Mail Has Power to Move Minds, Study Says

Marketing has always been about trying to anticipate consumer behavior from deciphering buying patterns to studying life cycles to deducing which discount offers work best on which age groups.

A recent neuroscience study conducted jointly by research firm Millward Brown, Bangor University and the United Kingdom’s Royal Mail shows direct mail makes a deeper and longer-lasting impression on people’s brains than digital advertising.

“We set up the neuroscience practice because we saw a need that these techniques could meet” — one that wasn’t being met by traditional research methods, says Graham Page, executive vice president of consumer neuroscience at Millward Brown. “We were keen to understand how direct mail would work within new emerging media,” says Mike West, head of data products at Royal Mail.

The study clearly implies that direct mail could play a bigger role in brand building than it’s been given credit for previously. Moreover, ROI metrics might soon have to start sharing billing with other metrics like brand consideration when it comes to measuring the success of direct mail.

Getting inside consumers’ heads

In the study last year FMRI scanners were used to see which areas of the brain were activated when participants viewed the same marketing message as both a physical piece of direct mail and digitally on a computer screen.

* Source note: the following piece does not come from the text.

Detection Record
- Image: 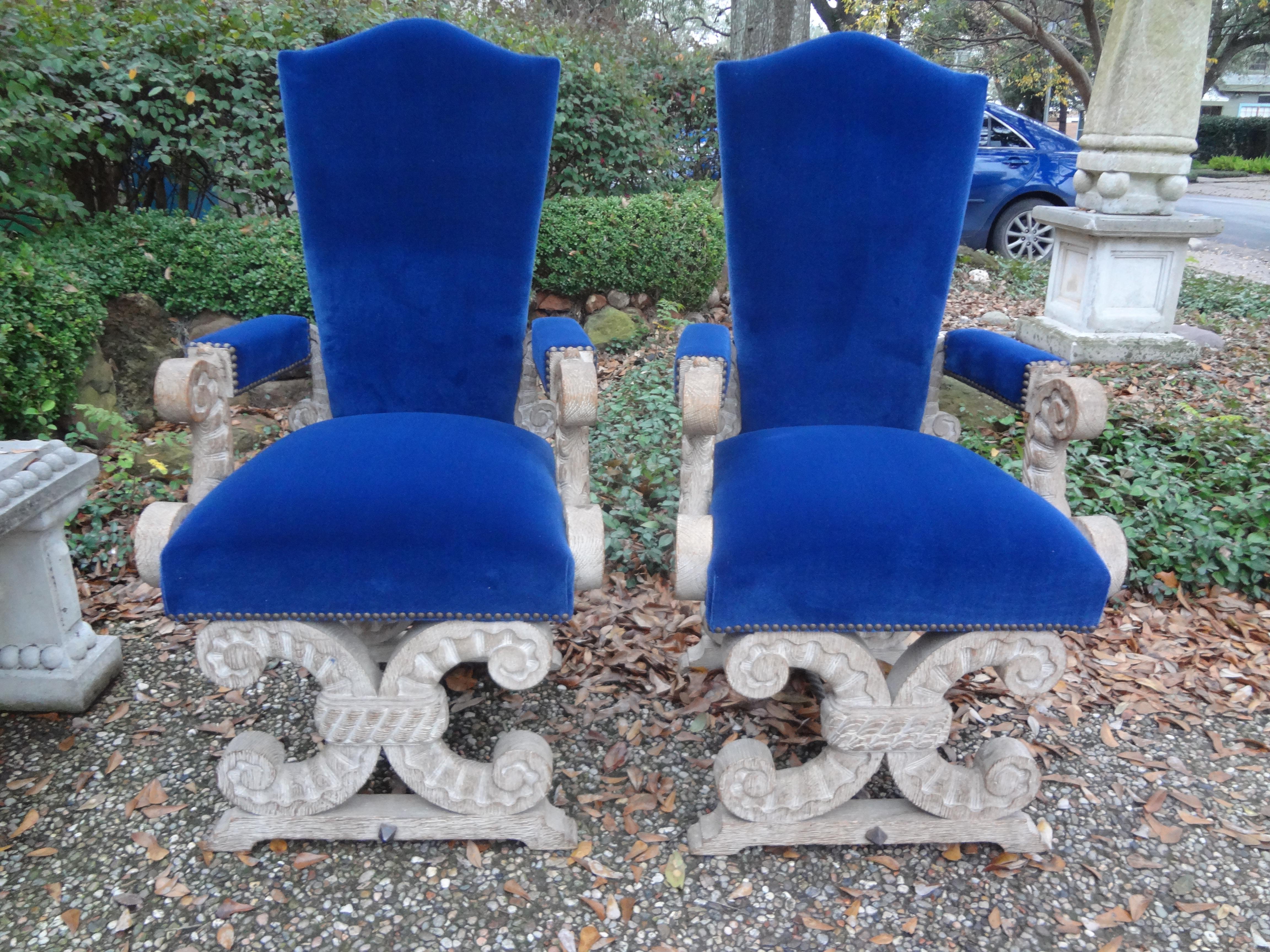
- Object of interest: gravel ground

Three main areas of difference were uncovered between how study participants’ brains processed direct mail and digital messaging: The first area of difference was the degree to which the emotional centers of the brain were activated, with direct mail generating more or deeper emotional processing than the digital messaging. Second, the brain saw the physical material as more real than the digital messaging. Third, there was more activity in the areas of the brain that are connected to introspection when people viewed the direct mail.

The findings suggest “that the brain is more emotionally engaged and is potentially reflecting more on a response” when viewing direct mail, says Page. Also, because the brain saw mail as real, deeper memories were likely being created. He continues: “From an evolutionary point of view, you pay more attention to something that is real and physical and want to understand it more than something that is transient, like something presented on a screen.”

What brands should do

What do the findings mean for marketers? The first implication is that direct mail should still have a place in businesses’ marketing strategies, even in the digital era.

“While there are huge benefits of taking advantage of virtual media, our research does suggest that we shouldn’t be forgetting more physical media like direct mail,” says Page. Companies that want to communicate and differentiate their brand over a long period of time, for example, might want to consider using direct mail to deliver the message, says West. “The experience of a brand stays in the memory a lot longer with a physical piece of direct mail than it does with digital media,” says West.

As companies begin to consider direct mail’s impact on the brand, one of the big questions they are struggling with is how to measure direct mail’s effectiveness when it is not simply driving sales in the short term but also building the brand. Certainly, traditional metrics like response rates and ROI, which reflect how the needle moved in the short term, don’t tell the whole story. “Marketers need to start focusing on the overall impact of their direct mail activity rather than just the response rate,” explains West.

Yes, he says, marketers should be pleased when a direct mail campaign receives a 6-percent response rate. But marketers shouldn’t ignore the remaining 94 percent of the population who didn’t respond, West says, “because the direct mail has also done its job in terms of raising awareness and leaving an imprint of your brand, which we can substantiate with the research.”

“Clearly it is a direct response vehicle, but that point of contact with the consumer gives marketers another opportunity to communicate broader brand messages.”

Says West: “Our research shows that there is a difference between how people process messages in one medium versus the other — and that marketers need to plan for this.”